The number of initial jobless claims filed during the past week also dropped to 326,000, the most in three months, and indicated further recovery in the country’s job market.
Meanwhile, the U.S. Senate on Thursday approved legislation to temporarily raise the federal government’s $28.4 trillion debt limit and avoid the risk of default within the month. It will put off a longer-term solution until early December 2021.
The safe-haven dollar hovered below a one-year high to major peers on Friday amid improved risk sentiment, while traders awaited clues on the pace of Federal Reserve policy normalization from a closely watched monthly payrolls reports.
The risk-sensitive Australian dollar held near the three-week high hit overnight, when it surged 0.55% against the greenback.
Global equities rallied and bond yields climbed after U.S. Senate leaders moved to avert a U.S. debt default, while a global easing in energy prices tempered simmering stagflation fears.
“The improvement in risk appetite favours pro-growth currencies, with safe-haven pairs the underperformers,” Rodrigo Catril, senior FX strategist at National Australia Bank (OTC:NABZY) in Sydney, wrote in a client note.
The Aussie has made “a decent go at breaking higher,” but the test will be whether it can stay about $0.7315 following several failed attempts this year, Catril said.
Oil prices rose on Friday, tracking towards a 4.5% gain for the week on signs some industries have begun switching fuel from high-priced gas to oil and on doubts the U.S. government would release oil from its strategic reserves for now.

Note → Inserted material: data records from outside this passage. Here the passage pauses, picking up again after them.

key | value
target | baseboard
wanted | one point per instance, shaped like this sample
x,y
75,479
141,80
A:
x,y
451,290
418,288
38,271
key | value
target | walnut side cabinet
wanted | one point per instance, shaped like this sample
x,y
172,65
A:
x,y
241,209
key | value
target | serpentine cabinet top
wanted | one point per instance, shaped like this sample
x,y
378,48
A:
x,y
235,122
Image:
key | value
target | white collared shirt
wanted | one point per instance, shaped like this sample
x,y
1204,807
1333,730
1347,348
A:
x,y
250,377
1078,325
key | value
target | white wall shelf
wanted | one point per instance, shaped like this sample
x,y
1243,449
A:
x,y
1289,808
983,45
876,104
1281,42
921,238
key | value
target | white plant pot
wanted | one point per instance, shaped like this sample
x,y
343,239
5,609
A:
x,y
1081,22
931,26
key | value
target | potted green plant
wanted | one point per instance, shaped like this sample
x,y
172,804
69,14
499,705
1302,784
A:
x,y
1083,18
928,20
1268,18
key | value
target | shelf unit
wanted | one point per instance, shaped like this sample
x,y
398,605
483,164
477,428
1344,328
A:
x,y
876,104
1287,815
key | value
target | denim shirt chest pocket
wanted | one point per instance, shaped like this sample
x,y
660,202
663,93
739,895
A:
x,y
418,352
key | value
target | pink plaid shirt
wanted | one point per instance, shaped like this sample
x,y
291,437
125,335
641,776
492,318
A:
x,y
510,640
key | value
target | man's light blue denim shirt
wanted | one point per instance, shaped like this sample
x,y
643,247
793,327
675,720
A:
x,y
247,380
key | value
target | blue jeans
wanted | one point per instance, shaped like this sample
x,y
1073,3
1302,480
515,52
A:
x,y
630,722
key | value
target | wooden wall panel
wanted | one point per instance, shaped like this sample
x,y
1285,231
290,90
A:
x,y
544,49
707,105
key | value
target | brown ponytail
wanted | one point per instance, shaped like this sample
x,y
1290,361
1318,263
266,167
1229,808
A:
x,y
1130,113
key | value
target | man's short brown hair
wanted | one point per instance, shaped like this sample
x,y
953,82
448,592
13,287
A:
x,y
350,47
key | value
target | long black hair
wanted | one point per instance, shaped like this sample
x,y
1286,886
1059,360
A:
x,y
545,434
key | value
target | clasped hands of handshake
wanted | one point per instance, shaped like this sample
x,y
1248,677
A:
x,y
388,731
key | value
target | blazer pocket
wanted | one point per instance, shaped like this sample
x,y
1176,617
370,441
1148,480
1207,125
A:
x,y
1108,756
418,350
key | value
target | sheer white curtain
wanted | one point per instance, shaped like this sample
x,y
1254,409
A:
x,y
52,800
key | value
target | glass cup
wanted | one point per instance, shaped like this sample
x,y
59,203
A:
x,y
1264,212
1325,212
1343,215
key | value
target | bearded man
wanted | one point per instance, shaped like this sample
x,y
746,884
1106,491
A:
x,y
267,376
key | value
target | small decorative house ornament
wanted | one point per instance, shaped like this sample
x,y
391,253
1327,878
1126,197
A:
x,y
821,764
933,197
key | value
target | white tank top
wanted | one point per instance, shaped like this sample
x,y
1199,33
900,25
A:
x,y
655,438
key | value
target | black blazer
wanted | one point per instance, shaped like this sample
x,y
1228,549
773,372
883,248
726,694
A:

“A lot of catalysts are out there to keep the oil market tight,” said Edward Moya, a senior market analyst at brokerage OANDA, pointing to signs of improved fuel demand as economic activity rebounds and coronavirus restrictions ease as well as fears that a cold winter will further strain gas supplies.
Expectations are high “that nothing in the immediate future will change the significant supply/demand deficit that is in place”, said Moya.
Brent crude futures jumped 93 cents, or 1.1%, to $82.88 a barrel by 0503 GMT.
U.S. West Texas Intermediate (WTI) crude futures climbed by $1.02, or 1.3%, to $79.32 a barrel.
Earlier in the week, WTI touched a near seven-year high of $79.78 while Brent hit a three-year high of $83.47.
“Oil prices lifted after the U.S Energy Department said it has no plan ‘at this time’ to tap into U.S. strategic oil reserves to cool the rally in oil prices,” Commonwealth Bank analyst Vivek Dhar said in a note.